Among the moves Lampert has done to keep Sears afloat was the $2.7 billion sale of 235 store properties to a separate real estate investment trust (REIT) called Seritage Growth Properties, which gave the company control of some of the retailer's best properties. In turn, the REIT leased back the properties to Sears. Lampert's hedge fund ESL controls Seritage.

Department stores are getting the blues

In the event of a Sears bankruptcy, creditors might seek to get the Seritage properties back under the control of the retailer so that they could benefit from the sale of the REIT's properties to satisfy its debts, according to Davidowitz.

"There's always a fight in the bankruptcy [court] on when you did things and why you did them," Davidowitz said. "The longer Sears stays alive, the more likely is that Seritage Properties can stay the way that it is and not be challenged in court."

Sears sent the following statement to CBS MoneyWatch about Davidowitz's comments: "Our critics are entitled to their opinions, however we think he's missing some very key points when it comes to our business.

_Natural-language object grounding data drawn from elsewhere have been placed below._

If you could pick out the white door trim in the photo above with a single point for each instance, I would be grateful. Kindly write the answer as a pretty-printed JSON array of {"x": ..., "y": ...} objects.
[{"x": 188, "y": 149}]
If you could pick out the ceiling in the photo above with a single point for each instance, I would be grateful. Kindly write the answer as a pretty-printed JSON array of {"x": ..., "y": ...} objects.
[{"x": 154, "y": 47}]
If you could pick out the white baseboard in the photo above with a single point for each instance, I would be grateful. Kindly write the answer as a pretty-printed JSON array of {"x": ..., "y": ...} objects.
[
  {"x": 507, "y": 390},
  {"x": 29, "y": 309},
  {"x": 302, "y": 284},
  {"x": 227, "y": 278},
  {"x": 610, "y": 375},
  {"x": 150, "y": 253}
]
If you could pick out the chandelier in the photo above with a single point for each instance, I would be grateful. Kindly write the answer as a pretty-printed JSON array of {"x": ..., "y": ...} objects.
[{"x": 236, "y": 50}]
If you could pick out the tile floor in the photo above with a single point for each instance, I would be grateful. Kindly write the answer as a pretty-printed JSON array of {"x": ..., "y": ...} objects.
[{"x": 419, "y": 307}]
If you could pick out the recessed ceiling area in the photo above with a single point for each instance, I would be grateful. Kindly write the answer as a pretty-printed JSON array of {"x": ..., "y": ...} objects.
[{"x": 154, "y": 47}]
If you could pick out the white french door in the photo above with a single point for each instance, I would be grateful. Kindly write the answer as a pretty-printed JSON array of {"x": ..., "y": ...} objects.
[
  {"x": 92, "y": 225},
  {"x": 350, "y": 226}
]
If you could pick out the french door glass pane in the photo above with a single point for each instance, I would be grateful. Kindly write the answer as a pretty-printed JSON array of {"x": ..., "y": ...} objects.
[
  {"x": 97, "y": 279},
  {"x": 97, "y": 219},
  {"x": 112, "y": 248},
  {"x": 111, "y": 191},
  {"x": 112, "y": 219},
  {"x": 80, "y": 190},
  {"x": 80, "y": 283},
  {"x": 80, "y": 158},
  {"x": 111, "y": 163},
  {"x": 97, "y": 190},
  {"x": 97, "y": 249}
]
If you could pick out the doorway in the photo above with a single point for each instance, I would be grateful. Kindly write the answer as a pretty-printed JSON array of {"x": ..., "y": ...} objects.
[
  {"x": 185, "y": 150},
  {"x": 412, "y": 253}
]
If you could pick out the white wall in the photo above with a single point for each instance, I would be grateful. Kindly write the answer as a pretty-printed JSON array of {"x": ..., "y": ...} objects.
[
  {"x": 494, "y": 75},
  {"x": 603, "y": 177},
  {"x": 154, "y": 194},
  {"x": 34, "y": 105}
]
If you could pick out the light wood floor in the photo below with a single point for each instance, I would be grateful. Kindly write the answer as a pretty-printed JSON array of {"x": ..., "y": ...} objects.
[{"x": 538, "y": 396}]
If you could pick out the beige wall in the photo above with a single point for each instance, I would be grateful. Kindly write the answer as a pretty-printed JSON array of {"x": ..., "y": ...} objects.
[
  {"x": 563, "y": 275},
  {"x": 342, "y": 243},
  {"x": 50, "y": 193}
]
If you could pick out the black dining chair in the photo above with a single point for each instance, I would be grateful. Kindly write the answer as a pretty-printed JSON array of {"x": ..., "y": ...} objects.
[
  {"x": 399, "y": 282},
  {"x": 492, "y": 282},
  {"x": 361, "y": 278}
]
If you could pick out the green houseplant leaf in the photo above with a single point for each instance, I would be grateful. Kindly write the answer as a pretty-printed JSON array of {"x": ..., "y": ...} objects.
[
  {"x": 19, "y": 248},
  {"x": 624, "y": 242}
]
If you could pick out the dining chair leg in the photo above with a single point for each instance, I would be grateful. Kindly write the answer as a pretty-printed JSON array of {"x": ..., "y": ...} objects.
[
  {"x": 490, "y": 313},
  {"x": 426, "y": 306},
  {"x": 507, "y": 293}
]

As evidenced by [Eddie Lampert's] continued investment in Sears Holdings, Mr. Lampert cares deeply about our brand and employees and firmly believes that the transformation plan will effectively position Sears for sustained future growth. Our Board of Directors consists of a majority of independent directors and has formed selected board committees to ensure appropriate oversight and mechanisms are in place to protect the best interests of our shareholders."

In his statement on the Sears Holdings website, Lampert said he couldn't understand why so many people "would root against a company that impacts so many people, but I can tell you that your Board of Directors and your management team are doing everything in our power for us to succeed."

Shares of Sears plunged more than 9 percent to $10.21 Thursday and have plummeted more than 80 percent over the past five years. More than 20 percent of Sears' stock is held by short sellers, who profit when the price falls.  That's the clearest indication that many on Wall Street don't share Lampert's optimism about Sears' future.